Jedzenie i alkohol :nie oszczędzaliśmy, jeździmy też po to by jeść i pić. Pizza od 10 reali/1 os,pizza dla 2os od 20, obiady w restauracjach od 50 reali/2 os - plus napitki,jedzenie na wage od 20 reali/kg,all you can eat od 28 reali.
Piwo w sklepie od 2,w knajpie od 5-6 reali, caipirinha od 5 do 15. Cachaca - ok 30 reali butelka, wino piliśmy jedynie raz, ceny wina jak w PL,nasze za 32 reale (brazylijskie - kupione po rekomendacji) dobre,bardzo owocowe.

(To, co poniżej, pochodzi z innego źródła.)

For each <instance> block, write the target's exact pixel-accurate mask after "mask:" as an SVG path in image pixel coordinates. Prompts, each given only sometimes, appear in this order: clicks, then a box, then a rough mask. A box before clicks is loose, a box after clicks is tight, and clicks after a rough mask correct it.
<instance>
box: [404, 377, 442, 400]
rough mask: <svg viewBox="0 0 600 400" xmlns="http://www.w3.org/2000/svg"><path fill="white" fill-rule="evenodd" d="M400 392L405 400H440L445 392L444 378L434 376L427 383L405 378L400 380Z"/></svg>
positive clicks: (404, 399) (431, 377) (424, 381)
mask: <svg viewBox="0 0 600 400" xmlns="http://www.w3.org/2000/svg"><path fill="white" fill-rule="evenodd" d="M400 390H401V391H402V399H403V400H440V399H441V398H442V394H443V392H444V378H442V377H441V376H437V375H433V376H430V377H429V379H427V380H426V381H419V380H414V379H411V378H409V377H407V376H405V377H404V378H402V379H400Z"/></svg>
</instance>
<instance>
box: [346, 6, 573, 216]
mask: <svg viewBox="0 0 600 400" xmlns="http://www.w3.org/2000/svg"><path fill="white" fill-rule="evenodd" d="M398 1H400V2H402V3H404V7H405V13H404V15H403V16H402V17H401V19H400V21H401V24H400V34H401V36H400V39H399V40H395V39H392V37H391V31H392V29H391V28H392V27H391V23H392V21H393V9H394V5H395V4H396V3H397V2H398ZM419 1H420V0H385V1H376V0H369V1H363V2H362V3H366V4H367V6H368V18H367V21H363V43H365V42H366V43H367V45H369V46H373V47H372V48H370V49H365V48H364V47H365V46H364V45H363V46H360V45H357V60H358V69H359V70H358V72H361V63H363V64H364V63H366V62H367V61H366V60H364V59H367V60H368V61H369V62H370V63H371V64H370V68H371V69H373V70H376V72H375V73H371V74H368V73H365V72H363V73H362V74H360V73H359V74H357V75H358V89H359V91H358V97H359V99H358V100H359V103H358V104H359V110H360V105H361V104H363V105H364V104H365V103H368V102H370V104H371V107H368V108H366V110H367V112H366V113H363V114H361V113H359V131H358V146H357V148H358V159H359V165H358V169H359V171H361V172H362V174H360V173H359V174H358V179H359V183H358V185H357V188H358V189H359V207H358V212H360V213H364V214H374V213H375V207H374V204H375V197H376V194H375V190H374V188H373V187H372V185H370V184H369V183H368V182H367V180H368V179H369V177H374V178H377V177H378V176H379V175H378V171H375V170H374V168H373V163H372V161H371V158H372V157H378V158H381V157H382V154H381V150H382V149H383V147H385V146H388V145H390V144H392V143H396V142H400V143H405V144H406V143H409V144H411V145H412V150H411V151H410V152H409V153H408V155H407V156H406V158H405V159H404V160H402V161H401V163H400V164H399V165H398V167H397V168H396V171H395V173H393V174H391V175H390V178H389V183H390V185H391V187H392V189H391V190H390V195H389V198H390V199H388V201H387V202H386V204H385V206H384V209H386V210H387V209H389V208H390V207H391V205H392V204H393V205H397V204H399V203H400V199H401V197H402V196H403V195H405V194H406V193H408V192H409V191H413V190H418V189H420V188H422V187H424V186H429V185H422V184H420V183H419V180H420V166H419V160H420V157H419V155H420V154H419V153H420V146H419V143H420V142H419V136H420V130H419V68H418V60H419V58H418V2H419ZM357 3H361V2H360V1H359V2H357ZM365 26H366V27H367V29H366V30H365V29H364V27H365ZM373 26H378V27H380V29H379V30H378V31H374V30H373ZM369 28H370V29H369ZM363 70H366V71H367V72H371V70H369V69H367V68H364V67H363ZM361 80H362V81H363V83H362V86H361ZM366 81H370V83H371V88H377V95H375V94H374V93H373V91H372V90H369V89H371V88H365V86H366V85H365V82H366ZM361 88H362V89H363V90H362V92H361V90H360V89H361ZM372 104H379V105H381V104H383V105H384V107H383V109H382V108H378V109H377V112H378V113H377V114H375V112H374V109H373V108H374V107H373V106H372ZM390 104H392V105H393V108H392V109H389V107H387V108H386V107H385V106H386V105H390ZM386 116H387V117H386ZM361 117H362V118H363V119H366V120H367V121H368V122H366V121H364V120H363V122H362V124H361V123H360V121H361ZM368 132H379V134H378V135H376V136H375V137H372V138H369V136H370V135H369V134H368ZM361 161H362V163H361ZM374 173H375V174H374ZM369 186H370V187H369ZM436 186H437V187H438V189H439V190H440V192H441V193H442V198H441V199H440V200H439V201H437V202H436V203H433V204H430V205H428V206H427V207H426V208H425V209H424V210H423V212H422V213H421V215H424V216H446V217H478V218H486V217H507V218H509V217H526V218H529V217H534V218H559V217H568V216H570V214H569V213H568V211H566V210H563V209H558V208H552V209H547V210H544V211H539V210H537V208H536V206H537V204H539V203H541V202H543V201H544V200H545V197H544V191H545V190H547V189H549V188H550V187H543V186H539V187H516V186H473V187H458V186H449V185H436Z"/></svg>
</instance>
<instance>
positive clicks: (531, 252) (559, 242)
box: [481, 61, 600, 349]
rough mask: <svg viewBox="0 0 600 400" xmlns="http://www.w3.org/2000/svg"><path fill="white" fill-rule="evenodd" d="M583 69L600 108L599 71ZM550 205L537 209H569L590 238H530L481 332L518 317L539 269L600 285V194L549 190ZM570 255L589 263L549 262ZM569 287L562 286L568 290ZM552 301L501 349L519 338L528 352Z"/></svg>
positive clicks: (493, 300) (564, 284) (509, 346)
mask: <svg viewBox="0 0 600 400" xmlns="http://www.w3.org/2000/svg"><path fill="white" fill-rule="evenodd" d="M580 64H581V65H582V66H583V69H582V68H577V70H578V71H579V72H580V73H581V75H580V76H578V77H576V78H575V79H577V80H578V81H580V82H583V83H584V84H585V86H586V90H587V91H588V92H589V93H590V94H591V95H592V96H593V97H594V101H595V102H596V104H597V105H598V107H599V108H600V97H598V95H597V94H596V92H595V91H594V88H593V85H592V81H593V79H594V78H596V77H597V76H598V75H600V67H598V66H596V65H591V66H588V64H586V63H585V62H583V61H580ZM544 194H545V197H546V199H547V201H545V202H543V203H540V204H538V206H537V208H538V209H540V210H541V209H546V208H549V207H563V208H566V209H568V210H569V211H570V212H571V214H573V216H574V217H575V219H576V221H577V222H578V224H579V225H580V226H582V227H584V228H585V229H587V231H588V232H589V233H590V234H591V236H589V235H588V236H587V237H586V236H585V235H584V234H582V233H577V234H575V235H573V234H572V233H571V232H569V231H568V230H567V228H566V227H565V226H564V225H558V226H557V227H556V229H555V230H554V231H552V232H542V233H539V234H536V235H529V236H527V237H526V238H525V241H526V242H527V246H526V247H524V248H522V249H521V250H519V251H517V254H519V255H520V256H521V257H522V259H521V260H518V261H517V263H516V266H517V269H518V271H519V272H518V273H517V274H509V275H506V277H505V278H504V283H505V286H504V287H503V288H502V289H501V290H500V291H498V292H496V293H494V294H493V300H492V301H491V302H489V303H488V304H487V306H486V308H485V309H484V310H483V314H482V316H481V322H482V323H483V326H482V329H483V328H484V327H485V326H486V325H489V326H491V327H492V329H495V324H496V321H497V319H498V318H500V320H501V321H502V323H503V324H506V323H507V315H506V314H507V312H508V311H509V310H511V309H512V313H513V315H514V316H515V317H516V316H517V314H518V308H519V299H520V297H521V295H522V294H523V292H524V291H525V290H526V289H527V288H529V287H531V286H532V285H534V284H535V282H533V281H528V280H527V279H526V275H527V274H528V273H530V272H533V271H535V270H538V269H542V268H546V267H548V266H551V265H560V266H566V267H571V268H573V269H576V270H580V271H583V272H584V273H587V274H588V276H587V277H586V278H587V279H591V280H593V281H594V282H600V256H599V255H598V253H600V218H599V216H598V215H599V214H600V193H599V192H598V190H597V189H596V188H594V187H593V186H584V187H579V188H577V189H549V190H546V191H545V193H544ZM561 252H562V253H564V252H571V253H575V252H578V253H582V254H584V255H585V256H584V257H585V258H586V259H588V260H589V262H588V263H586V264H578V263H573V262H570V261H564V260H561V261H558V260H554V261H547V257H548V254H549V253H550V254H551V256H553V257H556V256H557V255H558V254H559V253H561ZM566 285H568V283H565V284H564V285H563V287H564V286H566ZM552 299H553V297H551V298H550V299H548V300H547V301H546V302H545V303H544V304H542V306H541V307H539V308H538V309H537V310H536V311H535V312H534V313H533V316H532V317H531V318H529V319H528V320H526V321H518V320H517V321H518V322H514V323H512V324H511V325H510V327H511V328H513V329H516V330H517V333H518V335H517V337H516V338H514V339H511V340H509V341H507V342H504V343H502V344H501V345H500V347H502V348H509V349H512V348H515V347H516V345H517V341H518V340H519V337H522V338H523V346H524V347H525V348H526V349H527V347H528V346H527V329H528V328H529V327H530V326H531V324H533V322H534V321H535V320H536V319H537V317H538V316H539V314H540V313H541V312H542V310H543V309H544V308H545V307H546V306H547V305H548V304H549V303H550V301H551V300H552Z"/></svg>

Pamiątki typu pareo,ręcznik z Copacabany ok. 30 reali,koszulki trochę droższe, koszulki w Paraty od 15 - ale niebzyt ładne :)
Zamiast kupować coś na dworcu (drogo) przed podróżą,lepiej poczekać: za mniej niż 2h na pewno będzie przystanek na zakupy.
Częstym problemem była dla nas (nieznających portugalskiego) organizacja barów,fast foodów itp. - najpierw idziesz do kasy i mówisz co chcesz,płacisz a dopiero póżniej udajesz się po zakup. Przy kupnie większej ilości rzeczy,trzeba zapisywać :)
Bezpieczeństwo:nam nic się nie stało,czulismy się bezpiecznie. Wiele razy zwracano nam uwagę, by chować aparat. Poznaliśmy ludzi, którzy padli ofiarą kradzieży - policja podobno nie zlekceważyła zgłoszenia. Na wszelki wypadek staraliśmy się nosić przy sobie jak najmniej gotówki. Widać ludzi śpiących na ulicach, żebraków - są mniej natarczywi niż w Krakowie. Wystarczy mówić do nich po polsku,angielsku i się odczepią. W miejscach turystycznych dużo policji.
Animozje między SP i Rio jak między Krakowem a Warszawą (z zachowaniem proporcji). Mieszkąńcy SP uważają, że tylko dzięki nim kraj się rozwija, że to oni praują i zarabiają, gdy Rio się bawi. Dowcip opowiedziany nam przez Pedra:
"-Dlaczego pomnik Chrystusa w Rio ma rozpostarte ramiona?"
"-By przyklasnąć, gdy mieszkańcy tego miasta zabiorą się do pracy."
Znajomość angielskiego raczej słaba (nawet w hostelach i miejscach turystycznych), choć myśłałem,że będzie jeszcze gorzej.
Ludzie niesamowicie mili i pomocni. Naprawdę.